Tuesday, January 04, 2005

    Minimum Wage, Maximum Headache

    Oregon now has one of the highest minimum wages in the country - $7.25/hr. Washington is higher at $7.35/hr. If you happen to do business in San Francisco then you already know you're paying a minimum wage of $8.50/hr. The national minimum wage is set at $5.15/hr. The minimum wage differs between the nation and some states and even, like California, between cities.

    Some advocates for a higher minimum wage have changed the name to livable wage. The problem as I see it is the notion that any job that pays minimum wage should not be a career goal. I see young people wanting some money (students) or older people (like the WalMart greeters) or agriculture workers in this category.

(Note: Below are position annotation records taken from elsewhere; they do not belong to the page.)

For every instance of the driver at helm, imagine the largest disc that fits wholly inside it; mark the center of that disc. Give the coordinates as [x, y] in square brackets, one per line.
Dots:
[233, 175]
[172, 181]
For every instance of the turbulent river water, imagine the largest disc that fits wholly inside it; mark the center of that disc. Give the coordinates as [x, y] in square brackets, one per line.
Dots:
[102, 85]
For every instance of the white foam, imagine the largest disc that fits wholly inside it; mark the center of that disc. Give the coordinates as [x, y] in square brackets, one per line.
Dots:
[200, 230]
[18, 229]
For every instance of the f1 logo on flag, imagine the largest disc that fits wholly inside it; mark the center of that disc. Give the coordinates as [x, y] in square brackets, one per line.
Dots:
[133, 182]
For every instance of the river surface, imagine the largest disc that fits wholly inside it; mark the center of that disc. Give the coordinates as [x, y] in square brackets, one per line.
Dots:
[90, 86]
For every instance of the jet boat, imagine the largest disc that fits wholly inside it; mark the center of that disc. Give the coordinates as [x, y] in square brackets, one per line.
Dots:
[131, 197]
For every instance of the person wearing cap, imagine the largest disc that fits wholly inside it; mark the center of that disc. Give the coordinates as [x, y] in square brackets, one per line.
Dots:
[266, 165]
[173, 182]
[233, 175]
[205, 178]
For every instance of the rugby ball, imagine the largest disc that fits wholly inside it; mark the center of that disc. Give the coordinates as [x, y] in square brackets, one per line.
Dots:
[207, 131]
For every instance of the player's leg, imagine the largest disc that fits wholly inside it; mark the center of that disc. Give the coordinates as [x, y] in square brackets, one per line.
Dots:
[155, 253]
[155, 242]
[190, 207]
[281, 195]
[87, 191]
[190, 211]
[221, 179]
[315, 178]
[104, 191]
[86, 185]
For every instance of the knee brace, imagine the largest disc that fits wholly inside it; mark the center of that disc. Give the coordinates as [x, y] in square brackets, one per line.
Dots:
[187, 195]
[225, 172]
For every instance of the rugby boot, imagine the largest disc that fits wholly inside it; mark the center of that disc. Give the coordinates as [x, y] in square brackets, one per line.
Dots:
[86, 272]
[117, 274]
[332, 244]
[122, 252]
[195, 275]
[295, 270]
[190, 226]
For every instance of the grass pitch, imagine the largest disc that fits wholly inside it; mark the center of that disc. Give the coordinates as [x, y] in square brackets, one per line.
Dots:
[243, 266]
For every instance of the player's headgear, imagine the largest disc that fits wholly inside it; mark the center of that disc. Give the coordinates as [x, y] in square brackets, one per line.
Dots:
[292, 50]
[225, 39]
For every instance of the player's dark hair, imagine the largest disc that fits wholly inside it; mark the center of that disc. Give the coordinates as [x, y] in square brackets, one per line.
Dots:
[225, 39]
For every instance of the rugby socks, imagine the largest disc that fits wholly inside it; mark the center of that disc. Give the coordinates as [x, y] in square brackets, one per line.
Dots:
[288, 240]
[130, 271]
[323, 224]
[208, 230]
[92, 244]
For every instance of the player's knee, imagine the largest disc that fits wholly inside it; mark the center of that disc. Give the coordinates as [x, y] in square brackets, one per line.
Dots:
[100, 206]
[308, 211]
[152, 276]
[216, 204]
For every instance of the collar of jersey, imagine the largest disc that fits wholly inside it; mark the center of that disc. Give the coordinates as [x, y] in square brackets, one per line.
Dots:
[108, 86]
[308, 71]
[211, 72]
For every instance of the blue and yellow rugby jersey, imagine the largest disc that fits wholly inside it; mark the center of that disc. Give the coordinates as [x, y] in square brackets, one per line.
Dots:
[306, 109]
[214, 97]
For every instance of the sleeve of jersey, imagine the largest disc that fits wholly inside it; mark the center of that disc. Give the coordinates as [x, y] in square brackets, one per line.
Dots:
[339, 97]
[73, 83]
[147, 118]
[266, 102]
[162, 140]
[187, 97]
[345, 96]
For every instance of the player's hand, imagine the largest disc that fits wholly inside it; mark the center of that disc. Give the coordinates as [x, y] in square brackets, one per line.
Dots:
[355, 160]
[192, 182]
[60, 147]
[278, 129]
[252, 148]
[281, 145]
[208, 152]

    I see minimum wage jobs as temporary until the worker can aspire to something better. No one is forced in this country to take any job. If you are in a minimum wage job and you want to be paid more consider:
    • Expand your education - get a degree or professional training
    • Showing an extra effort at your work might put you in a better position
    • Don't be a whiner - if you don't like the company or the people you work with take your skills somewhere where you think they will love you
    Let's say I was on the team of Target and I can open a new store in either Oregon or Idaho. If I go to Idaho I know my 300 minimum wage employees will be paid the national minimum. If I choose to put the store in Oregon, my employee wage expense will be $25,200 more each week more than Idaho. (The difference between minimum wages is $2.10, multiplied by 40 hour week per person, multiplied by 300 employees). In a 48 week work year that comes out to $1,209,600 more just to locate in Oregon. Where would you locate the store? Oregon has one of the nations highest unemployment rates right now - 7.1% - any connection?

    10 comments:

    Craig R. Harmon said...

    It seems to me that a company's ability to pay employees is, at any given time, a zero-sum thing: it can pay many employees a little each or it can pay fewer employees more each. What it cannot do, regardless of minimum wage laws, is pay an equal number of employees that it has been paying a small wage a larger wage. Raise the minimum wage and some will lose their job, effectively moving them from earning a small wage to earning no wage. The one thing that raising the minimum wage cannot accomplish is raising the company's ability to pay its employees the mandated higher wage.

    Norma said...

    I agree. The minimum wage should not be a living wage because it is entry level or low level. Some companies will not have any minimum wage positions; some will have many. When the economy is good and we have full employment, most employers pay more than minimum to get the best employees. I have a master's degree, but if I worked fast food, I should get minimum wage because I'm slow, get orders mixed up and can't work a cash register. I'd require a lot of training and supervision before I'd be worth anything to that employers.

    JustaDog said...

    LOL, thanks for the comment. I'll take a Boca burger please!

    The Mad Tech said...

    Fantastic example of common sense economics, I have posted a link to it on my site. Keep up the great work.

    The Mad Tech

    JustaDog said...

    Thanks Mad Tech. When I can figure out the javascript to make a decent tree effect I'll put your blog in my Good Site list!

    Nathan Frampton said...

    Found you because of Mad Tech's post. Great post. Keep it up.

    Cassiopeia said...

    Came through Mad Tech's blog. Great post!

    BillyBudd said...

    Found you through that Other Blog* I like it and will be back.

    *Denotes inside joke

    Crystal said...

    Agree Agree Agree...Employers pay for skills and for jobs to be accomplished. Employers do not pay for people to make a living. No time to go on right now but nice job! Keep up your great work!

    Best of Mobil's Jipzee Cab said...

    A point that no one is mentioning is that many union contracts contain wage elevator clauses which kick in automatically when minimum wages are raised. This is a key reason unions always support State and Federal minimum wage legislation.